Ceramic Foam Filters (CFFs) are widely used to filter solid particles and inclusions from molten metal in metal production, particularly in the aluminum industry. In general, the molten metal is poured on the top of a ceramic foam filter until it reaches a certain height, also known as metal head or gravity head. This is done to build the required pressure to prime the filter media and to initiate filtration. To predict the required metal head, it is necessary to obtain the Darcy and non-Darcy permeability coefficients of the filter. The coefficients vary upon filter type. Here, it is common to classify CFFs based on grades or pore per inches (PPI). These CFFs range from10 to100 PPI and their properties vary in everything from cell and window size to strut size. The 80-100 PPI CFFs are generally not practical for use by industry, since the priming of the filters by a gravitational force requires an excessive metal head. However, recently a new method has been developed to prime such filters by using electromagnetic Lorentz forces. This allows the filters to be primed at a low metal head.
To continue the research work, it was deemed necessary to measure the pressure gradients of single and stack of commercial alumina ceramic foam filters and to obtain the permeability characteristics. Therefore, efforts have been made to validate the previously obtained results, to improve the permeametry experimental setup, and to obtain Darcy and non-Darcy permeability coefficients of single 30, 50, and 80 PPI filters and stacks of filters. Furthermore, the experimentally obtained pressure gradients were analyzed and compered to the mathematically and analytically estimated pressure gradients.

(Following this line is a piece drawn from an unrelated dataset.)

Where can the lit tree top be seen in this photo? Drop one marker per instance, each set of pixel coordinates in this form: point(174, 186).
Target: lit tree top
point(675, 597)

The studies showed that, in permeametry experiments, the sample sealing procedure plays an important role for an accurate estimation of the permeability constants. An inadequate sealing or an un-sealed sample results in an underestimation of the pressure drop, which causes a considerable error in the obtained Darcy and non-Darcy permeability coefficients. Meanwhile, the results from the single filter experiments showed that the permeability values of the similar PPI filters are not identical. However, the stacks of three identical filters gave substantially the same measured pressure drop values and roughly the same Darcy and non-Darcy coefficients as for the single filters.
The permeability coefficients of the filters are believed to be best defined and calculated by using the Forchheimer equation. The well-known and widely used Ergun and Dietrich equations cannot correctly predict the pressure drop unless a correction factor is introduced. The accuracy of the mathematically estimated pressure drop, using COMSOL Multiphysics® 5.1, found to be dependent on the drag term used in the Brinkman-Forchheimer equation. Unacceptable error, as high as 84 to 89 percent for the 30, 50 and 80 PPI single filters, compared to the experimentally obtained pressure gradient values were observed when the literature defined Brinkman-Forchheimer drag term was used. However, when the same second order drag term (containing the non-Darcy coefficient) as defined in the Forchheimer equation was used, the predicted pressure gradient profiles satisfactorily agreed with the experiment data with as little as 0.3 to 5.5 percent deviations for the 30, 50 and 80 PPI single filters.